Insured banks saw rapid deposit growth during the second quarter and a deep decline in net income, year over year, amid ongoing economic strains related to the coronavirus (COVID-19), the Federal Deposit Insurance Corp. (FDIC) reported Tuesday in its latest Quarterly Banking Performance (QBP) report.
The average return on assets ratio for insured institutions fell from 1.38% in second quarter 2019 to 0.36 percent, the agency said.
According to second-quarter data, aggregate deposits in the 5,066 commercial banks and savings institutions insured by the FDIC grew by more than $1 trillion. Aggregate net income totaled $18.8 billion, down $43.7 billion, or 70%, from a year ago. The FDIC Deposit Insurance Fund grew $1.4 billion during the quarter, with that growth led by assessment income, to a record $114.7 billion, but its reserve ratio dropped 9 basis points, from 1.39% to 1.3%, due to deposit growth. FDIC Chairman Jelena McWilliams, during a press conference, said the fund ratio is expected to rebound and rise above its statutory minimum of 1.35% in the coming quarters.
“I want to emphasize that the fund has more money than at any time in the FDIC’s history, and the reduction in the reserve ratio was solely a result of the unprecedented increase in bank deposits,” McWilliams said in her published remarks. “We believe deposit growth is likely to normalize in the upcoming quarters and for the reserve ratio to rise above 1.35% without any need to modify assessment rates in the near term. As required by statute, the FDIC will publish additional analysis in the coming weeks.”
McWilliams said the unprecedented growth in new deposits “demonstrate public confidence in the banking system, as well as the system’s ability to accommodate unprecedented customer demand.”
According to highlights from the QBP:
- The decline in net income is primarily a result of an increase in provision expenses of $49.1 billion to $61.9 billion. Slightly less than half (47.5%) of all institutions reported annual declines in net income. The share of unprofitable institutions increased from a year ago to 5.4%. Again, the average return on assets ratio fell from 1.38% in second quarter 2019 to 0.36%.
- The net interest margin compressed at a record rate, falling 58 bp from a year ago to 2.81%, the lowest level ever reported in the QBP. Net interest income fell by $7.6 billion (5.4%) from second quarter 2019, marking a third consecutive quarterly decline. The decline in yields on earning assets (down 119 bp) contributed to the decline in net interest income. Less than half (42.2%) of all banks reported annual declines in net interest income.
- Community banks grew net income 3.2%, year over year. Reports from 4,624 FDIC-insured community banks reflect annual net income growth of $202.5 million. Despite a 273% increase in provision expenses to $2.4 billion and continued net interest margin compression, more than half of all community banks reported higher net income. This increase was primarily attributable to higher revenue from gains on the sale of loans (up $1.4 billion, or 142.2%) and gains on the sale of securities (up $299.8 million, or 130.7%).
- Lending activity related to the Paycheck Protection Program (PPP) drove community banks’ 13.5% growth in loans, year over year. The net interest margin for community banks compressed 17 bp, year over year, to 3.51% as the decline in average earning asset yields outpaced the decline in funding costs.
- Loan and lease balances grew during the quarter and year over year.

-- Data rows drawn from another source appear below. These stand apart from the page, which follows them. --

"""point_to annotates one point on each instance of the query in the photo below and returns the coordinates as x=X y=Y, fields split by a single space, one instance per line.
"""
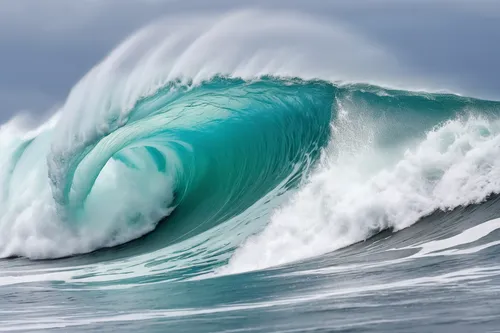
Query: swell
x=208 y=151
x=254 y=173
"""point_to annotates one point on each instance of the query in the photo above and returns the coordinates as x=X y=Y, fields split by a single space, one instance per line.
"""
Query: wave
x=238 y=145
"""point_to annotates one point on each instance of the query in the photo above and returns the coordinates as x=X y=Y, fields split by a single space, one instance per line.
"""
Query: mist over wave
x=266 y=134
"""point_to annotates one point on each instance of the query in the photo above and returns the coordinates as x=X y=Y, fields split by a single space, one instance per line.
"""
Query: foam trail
x=345 y=202
x=49 y=218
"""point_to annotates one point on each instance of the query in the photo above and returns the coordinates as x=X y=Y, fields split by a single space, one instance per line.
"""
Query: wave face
x=218 y=168
x=360 y=158
x=209 y=152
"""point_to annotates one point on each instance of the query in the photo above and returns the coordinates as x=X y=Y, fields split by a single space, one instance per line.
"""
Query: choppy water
x=189 y=198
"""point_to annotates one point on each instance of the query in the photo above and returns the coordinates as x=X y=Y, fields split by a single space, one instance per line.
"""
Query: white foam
x=350 y=198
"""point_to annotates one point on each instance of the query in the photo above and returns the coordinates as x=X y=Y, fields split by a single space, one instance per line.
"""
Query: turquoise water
x=270 y=204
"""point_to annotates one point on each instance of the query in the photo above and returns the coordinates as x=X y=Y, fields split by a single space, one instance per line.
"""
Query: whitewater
x=216 y=175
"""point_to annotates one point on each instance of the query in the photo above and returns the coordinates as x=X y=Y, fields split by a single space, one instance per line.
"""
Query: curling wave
x=240 y=160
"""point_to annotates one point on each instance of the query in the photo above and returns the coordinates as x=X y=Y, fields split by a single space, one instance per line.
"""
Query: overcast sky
x=46 y=46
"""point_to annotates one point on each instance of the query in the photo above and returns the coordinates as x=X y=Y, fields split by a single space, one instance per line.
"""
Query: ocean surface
x=177 y=190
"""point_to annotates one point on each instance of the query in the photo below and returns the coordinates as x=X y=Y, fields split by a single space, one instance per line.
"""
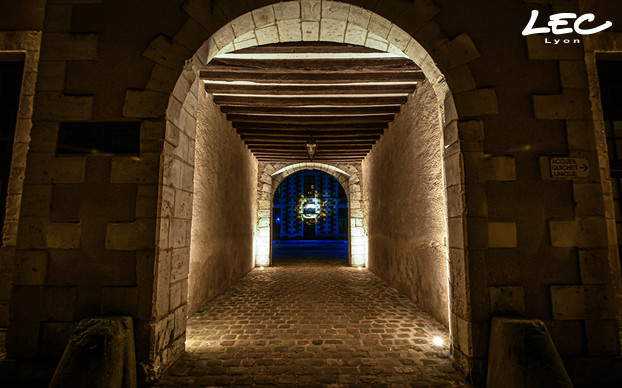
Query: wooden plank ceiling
x=277 y=96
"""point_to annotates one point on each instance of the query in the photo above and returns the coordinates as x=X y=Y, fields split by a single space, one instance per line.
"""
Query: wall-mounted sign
x=311 y=209
x=569 y=168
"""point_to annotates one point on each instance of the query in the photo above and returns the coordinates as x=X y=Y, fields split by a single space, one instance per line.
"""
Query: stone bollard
x=100 y=353
x=522 y=354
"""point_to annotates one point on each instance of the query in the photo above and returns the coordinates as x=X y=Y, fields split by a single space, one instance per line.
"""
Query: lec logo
x=558 y=22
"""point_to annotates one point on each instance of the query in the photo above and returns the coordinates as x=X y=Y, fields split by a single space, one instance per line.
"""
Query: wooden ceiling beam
x=301 y=147
x=307 y=89
x=329 y=120
x=321 y=138
x=328 y=76
x=301 y=142
x=314 y=63
x=348 y=100
x=354 y=132
x=307 y=47
x=311 y=126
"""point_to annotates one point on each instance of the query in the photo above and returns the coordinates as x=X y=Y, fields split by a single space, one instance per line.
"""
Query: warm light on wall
x=262 y=246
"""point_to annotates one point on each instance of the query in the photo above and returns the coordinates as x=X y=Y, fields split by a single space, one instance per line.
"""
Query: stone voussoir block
x=167 y=52
x=475 y=103
x=591 y=301
x=458 y=51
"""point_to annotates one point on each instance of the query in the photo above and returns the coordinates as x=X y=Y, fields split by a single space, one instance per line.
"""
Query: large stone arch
x=444 y=61
x=270 y=176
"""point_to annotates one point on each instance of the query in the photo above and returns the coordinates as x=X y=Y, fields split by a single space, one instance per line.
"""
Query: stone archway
x=272 y=174
x=423 y=41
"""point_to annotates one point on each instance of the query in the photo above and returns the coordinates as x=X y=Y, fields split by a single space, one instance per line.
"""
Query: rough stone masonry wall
x=225 y=175
x=404 y=191
x=24 y=46
x=515 y=99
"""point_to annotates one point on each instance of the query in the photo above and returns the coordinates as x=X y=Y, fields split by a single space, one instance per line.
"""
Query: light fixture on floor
x=311 y=145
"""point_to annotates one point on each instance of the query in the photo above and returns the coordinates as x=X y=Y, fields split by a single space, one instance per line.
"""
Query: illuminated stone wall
x=407 y=233
x=518 y=243
x=225 y=174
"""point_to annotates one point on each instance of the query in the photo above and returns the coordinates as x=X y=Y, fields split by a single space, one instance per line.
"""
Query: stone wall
x=224 y=207
x=518 y=243
x=404 y=191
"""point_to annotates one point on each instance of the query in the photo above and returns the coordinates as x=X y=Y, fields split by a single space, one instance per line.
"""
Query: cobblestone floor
x=314 y=324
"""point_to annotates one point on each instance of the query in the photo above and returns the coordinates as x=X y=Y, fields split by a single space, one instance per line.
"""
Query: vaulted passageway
x=298 y=318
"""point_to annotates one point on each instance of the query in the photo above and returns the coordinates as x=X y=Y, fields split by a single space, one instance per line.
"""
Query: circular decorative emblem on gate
x=311 y=209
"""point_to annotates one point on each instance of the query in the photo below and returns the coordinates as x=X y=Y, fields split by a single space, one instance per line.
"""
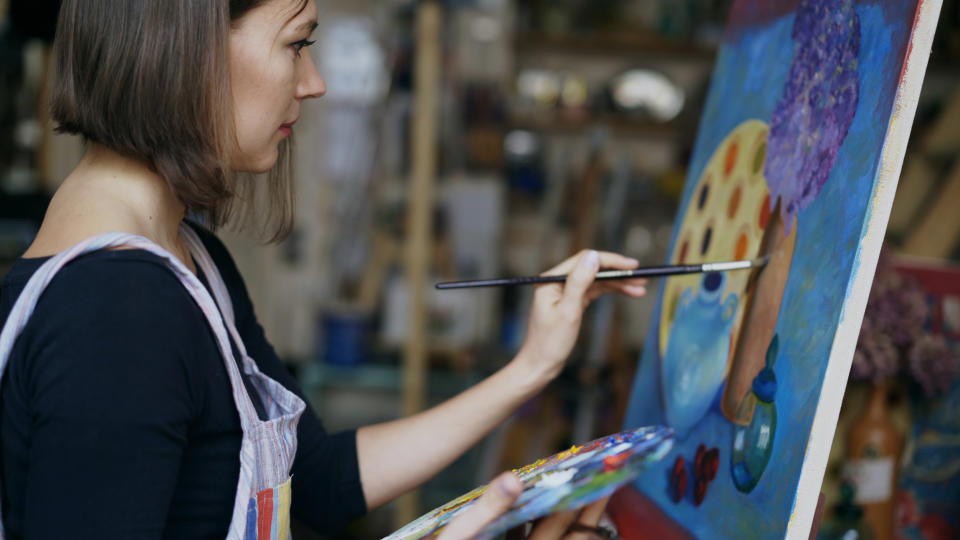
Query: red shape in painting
x=699 y=491
x=678 y=480
x=731 y=160
x=765 y=212
x=638 y=518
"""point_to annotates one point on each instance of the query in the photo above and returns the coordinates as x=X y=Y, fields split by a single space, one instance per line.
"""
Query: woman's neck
x=109 y=192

Total loan and lease balances rose by $33.9 billion (0.3%) from the previous quarter. The commercial and industrial loan portfolio reported the largest quarterly dollar increase, up $146.5 billion (5.8%), driven largely by the implementation of the PPP, as $482.2 billion in credit was extended by the banking industry to businesses. Consumer loans declined $67.1 billion due to reductions in credit card balances. Over the past 12 months, total loan and lease balances grew 6.7%, slightly below the 8% annual growth rate reported last quarter.

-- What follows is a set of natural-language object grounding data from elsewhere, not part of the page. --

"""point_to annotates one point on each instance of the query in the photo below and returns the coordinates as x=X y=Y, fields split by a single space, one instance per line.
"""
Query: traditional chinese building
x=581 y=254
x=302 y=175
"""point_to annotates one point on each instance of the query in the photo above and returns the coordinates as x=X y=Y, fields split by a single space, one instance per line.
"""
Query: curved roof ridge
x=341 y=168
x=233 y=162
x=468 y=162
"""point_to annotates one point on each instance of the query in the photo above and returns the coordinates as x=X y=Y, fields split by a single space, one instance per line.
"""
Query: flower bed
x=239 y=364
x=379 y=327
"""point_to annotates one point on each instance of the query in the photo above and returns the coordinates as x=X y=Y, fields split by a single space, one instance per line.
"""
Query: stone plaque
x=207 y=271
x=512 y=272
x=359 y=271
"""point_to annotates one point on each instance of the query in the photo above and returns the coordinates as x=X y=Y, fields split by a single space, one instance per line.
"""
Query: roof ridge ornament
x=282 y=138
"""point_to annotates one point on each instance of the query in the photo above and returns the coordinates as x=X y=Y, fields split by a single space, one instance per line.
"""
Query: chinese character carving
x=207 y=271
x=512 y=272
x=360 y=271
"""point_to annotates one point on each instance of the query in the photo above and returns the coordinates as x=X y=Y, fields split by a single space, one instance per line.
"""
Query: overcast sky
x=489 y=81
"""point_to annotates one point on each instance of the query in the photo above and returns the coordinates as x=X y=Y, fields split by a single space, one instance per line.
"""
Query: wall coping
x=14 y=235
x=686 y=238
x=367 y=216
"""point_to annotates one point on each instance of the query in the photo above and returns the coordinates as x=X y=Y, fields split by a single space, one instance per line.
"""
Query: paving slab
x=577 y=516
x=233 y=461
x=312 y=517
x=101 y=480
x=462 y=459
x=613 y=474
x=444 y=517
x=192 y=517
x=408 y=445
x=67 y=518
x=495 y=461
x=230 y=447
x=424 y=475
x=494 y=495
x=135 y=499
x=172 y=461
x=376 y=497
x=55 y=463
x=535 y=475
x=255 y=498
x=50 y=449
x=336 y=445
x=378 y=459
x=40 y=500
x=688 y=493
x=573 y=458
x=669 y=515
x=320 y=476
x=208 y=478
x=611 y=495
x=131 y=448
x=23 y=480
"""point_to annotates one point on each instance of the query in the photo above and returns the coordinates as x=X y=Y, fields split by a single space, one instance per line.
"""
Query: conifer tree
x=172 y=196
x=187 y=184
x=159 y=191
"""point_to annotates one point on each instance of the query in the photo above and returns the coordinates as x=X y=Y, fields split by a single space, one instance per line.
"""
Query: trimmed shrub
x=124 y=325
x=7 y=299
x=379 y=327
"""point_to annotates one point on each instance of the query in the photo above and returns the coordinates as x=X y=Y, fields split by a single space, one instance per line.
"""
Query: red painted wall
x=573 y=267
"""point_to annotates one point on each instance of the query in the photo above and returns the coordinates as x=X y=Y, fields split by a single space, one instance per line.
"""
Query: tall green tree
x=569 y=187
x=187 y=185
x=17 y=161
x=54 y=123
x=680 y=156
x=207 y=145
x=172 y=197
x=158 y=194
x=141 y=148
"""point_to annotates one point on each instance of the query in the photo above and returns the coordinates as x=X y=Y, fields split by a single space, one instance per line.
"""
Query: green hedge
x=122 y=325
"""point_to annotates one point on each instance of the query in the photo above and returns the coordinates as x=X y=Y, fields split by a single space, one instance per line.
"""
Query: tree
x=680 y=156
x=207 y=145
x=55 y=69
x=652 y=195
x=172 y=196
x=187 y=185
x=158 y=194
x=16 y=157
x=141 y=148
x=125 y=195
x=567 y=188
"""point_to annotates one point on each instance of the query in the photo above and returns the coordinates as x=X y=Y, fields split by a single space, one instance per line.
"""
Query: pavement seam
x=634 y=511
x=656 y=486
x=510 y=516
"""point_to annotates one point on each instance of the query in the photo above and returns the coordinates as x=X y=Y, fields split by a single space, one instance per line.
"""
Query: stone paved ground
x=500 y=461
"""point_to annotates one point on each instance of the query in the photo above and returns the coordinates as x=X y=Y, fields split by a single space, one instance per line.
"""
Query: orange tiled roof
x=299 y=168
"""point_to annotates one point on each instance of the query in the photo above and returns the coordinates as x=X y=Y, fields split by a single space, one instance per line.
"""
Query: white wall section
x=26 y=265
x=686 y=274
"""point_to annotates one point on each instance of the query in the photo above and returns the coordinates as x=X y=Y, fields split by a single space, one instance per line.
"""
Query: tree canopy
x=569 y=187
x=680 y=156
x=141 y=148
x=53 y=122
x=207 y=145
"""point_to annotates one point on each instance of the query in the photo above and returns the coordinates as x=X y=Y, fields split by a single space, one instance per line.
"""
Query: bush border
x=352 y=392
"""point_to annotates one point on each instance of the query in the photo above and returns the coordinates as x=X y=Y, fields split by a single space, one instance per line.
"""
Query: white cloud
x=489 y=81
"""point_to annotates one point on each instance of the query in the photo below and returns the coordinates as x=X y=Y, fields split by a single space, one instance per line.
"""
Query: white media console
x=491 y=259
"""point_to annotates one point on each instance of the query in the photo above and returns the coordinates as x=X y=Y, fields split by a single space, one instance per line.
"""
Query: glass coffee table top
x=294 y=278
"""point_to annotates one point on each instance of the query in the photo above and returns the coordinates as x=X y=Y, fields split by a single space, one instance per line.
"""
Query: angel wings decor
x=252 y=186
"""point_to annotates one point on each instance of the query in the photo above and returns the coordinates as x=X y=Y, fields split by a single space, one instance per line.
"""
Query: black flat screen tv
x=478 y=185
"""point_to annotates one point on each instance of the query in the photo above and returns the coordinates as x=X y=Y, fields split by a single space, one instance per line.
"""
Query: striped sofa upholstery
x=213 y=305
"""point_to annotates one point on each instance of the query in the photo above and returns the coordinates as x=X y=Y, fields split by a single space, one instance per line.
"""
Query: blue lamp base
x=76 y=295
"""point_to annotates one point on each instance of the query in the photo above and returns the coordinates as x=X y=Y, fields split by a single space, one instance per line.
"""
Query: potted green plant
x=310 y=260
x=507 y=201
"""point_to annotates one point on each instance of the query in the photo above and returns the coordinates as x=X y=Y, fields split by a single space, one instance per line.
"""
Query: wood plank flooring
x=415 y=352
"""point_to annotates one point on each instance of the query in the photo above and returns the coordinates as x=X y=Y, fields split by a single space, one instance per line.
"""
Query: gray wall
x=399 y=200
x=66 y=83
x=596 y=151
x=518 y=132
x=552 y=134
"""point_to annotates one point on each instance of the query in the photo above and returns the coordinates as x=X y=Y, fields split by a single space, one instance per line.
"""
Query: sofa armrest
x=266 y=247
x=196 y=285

- Asset quality registered slight declines. The total noncurrent loan rate (i.e., 90 days or more past due or in nonaccrual status) rose by 15 bp from the previous quarter to 1.08%, and total noncurrent loans increased by $15.9 billion (15.5%) from the previous quarter. The total net charge-off rate rose by 7 bp to 0.57% from a year ago, and net charge-offs increased by $2.8 billion (22.2%) from a year ago. Overall, noncurrent loan and net charge-off volumes remained relatively low.
During the second quarter, one new bank opened, 47 institutions were absorbed through mergers, and one bank failed. The number of “problem” institutions was 52, down two from the first quarter; the problem institutions held an aggregate $48.1 billion in assets.